The movie, is done entirely the director’s way. With respect to recent Oscar winner Mark Rylance in the lead role, Spielberg himself is the biggest name associated with this project. Rylance, who won an Oscar for playing a hangdog Soviet secret agent who gets caught in Spielberg’s previous film Bridge of Spies, is absolutely note-perfect as the titular Big Friendly Giant. Although the character is, in finality, a computer generated presence, Rylance is the beaming heart and soul of it all, his ultra-expressive eyes telling reams of drama, loneliness, soul, and pure heart in every moment. This, quite frankly, is the one he should’ve won his Oscar for. He doesn’t need the conventional English language to communicate his character’s joys, hurts, anxieties and pleasures.

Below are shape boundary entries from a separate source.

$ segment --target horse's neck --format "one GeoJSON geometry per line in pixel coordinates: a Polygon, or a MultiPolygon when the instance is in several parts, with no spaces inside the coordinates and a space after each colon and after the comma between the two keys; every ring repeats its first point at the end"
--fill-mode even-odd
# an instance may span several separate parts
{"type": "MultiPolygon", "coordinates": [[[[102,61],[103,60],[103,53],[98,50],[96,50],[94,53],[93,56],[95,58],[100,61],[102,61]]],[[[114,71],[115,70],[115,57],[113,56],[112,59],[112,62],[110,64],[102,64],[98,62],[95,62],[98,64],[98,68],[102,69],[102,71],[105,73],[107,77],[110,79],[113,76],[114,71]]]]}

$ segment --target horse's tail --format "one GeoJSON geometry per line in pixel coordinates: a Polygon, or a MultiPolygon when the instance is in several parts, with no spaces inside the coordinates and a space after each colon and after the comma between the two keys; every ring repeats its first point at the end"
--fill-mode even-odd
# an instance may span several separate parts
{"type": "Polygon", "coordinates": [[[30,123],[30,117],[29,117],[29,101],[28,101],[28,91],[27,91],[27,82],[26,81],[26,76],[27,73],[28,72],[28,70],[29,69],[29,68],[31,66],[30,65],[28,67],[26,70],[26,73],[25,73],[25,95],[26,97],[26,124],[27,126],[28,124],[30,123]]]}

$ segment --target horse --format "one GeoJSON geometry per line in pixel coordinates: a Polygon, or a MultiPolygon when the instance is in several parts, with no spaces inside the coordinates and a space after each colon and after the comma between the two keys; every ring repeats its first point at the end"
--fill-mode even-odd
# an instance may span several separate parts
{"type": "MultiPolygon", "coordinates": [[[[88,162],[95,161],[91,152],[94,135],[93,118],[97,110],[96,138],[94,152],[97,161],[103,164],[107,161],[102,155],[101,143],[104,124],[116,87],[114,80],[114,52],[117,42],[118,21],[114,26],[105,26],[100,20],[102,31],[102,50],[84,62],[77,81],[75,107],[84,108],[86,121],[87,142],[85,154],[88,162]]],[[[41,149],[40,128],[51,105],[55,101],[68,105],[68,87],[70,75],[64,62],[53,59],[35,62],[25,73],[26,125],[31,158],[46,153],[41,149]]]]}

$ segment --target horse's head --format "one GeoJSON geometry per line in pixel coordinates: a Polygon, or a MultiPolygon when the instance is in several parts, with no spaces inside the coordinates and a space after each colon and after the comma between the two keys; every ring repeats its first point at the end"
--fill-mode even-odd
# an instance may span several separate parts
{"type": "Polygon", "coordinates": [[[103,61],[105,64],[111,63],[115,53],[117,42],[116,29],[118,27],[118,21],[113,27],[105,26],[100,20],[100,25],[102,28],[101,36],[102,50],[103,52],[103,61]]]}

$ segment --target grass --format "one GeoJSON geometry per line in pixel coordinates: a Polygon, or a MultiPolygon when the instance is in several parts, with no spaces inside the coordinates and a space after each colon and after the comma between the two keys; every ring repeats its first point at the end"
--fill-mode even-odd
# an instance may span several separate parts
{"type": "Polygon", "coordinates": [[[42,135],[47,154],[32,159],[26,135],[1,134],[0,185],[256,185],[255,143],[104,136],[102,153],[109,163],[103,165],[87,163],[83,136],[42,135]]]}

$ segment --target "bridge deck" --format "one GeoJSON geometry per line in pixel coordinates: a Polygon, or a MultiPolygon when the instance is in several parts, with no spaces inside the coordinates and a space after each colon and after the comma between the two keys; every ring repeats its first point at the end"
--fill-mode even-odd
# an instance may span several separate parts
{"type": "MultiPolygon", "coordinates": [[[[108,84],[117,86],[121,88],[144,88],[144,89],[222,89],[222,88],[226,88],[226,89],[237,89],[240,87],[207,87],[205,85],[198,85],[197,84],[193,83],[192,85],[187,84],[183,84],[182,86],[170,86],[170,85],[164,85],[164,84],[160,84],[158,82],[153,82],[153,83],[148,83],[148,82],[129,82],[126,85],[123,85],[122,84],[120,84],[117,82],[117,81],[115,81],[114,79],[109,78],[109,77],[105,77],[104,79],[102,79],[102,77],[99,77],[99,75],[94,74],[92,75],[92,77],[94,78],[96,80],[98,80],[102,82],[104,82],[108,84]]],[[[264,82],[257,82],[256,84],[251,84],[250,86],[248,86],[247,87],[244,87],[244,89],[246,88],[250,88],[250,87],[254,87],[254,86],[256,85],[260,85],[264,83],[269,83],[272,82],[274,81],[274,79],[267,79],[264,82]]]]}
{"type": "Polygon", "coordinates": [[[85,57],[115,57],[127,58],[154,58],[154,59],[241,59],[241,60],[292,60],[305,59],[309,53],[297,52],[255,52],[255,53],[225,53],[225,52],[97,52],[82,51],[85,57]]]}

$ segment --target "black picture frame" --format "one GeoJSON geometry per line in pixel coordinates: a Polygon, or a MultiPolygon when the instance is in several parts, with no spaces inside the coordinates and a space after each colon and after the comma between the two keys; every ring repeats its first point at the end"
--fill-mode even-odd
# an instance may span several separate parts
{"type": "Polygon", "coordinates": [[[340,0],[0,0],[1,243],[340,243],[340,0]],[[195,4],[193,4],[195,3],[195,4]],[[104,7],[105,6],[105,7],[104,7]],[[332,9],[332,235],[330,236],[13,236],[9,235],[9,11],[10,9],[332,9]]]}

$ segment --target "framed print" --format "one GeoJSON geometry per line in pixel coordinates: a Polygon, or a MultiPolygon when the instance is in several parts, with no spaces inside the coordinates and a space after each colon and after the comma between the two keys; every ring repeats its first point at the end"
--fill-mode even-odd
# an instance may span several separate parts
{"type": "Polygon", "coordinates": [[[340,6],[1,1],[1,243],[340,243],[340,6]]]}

The little orphan girl Sophie, the true lead character of the piece, is played by newcomer Ruby Barnhill. Considering that Spielberg’s casting director probably considered every little girl who’s ever acted on camera for this part, it must be said that they picked the right kid. Barnhill’s Sophie is the right blend of proper-minded corrector and awe-struck youth. When she faces the larger, evil giants, it is good and scary like it needs to be, even as the CG artifice is always a visible part of it. Although communicating the sheer scale of the giants’ world through he puny physical presence serves the film well, Sophie is never a truly “small character. (Scale differences are notoriously tough to communicate on screen, but Spielberg makes it look easy.)

Ruby Barnhill as Sophie.

Ruby Barnhill as Sophie.

Although The BFG is never boring, it’s lack of chases, snark, chaos and cheap gags would render it wholly unattractive in terms of what passes for children’s entertainment at the major studios. Further proof then, that when Steven Spielberg decides to do any particular project, everyone will move heaven and earth to get in league with him. (Even though he claims no one wanted to make Lincoln, so much so it almost ended up premiering on HBO. Making movies is never easy, apparently even for Steven Spielberg). This marks, believe it or not, the filmmaker’s very first pairing with Walt Disney Pictures. Together, they can now go ahead and take over the world. Their conquering would be preferable to so many other would-be dictators.

Roald Dahl and Steven Spielberg may not immediately seem like a winning combination. The BFG, as fine as it is as both a book and movie, is neither man’s crowning achievement. Yet, it’s so wonderfully indicative of both creators as to where they were in their seasoned careers when it came along for them. They will always be remembered as giants in their fields, but The BFG gives us reason to consider them friendly as well.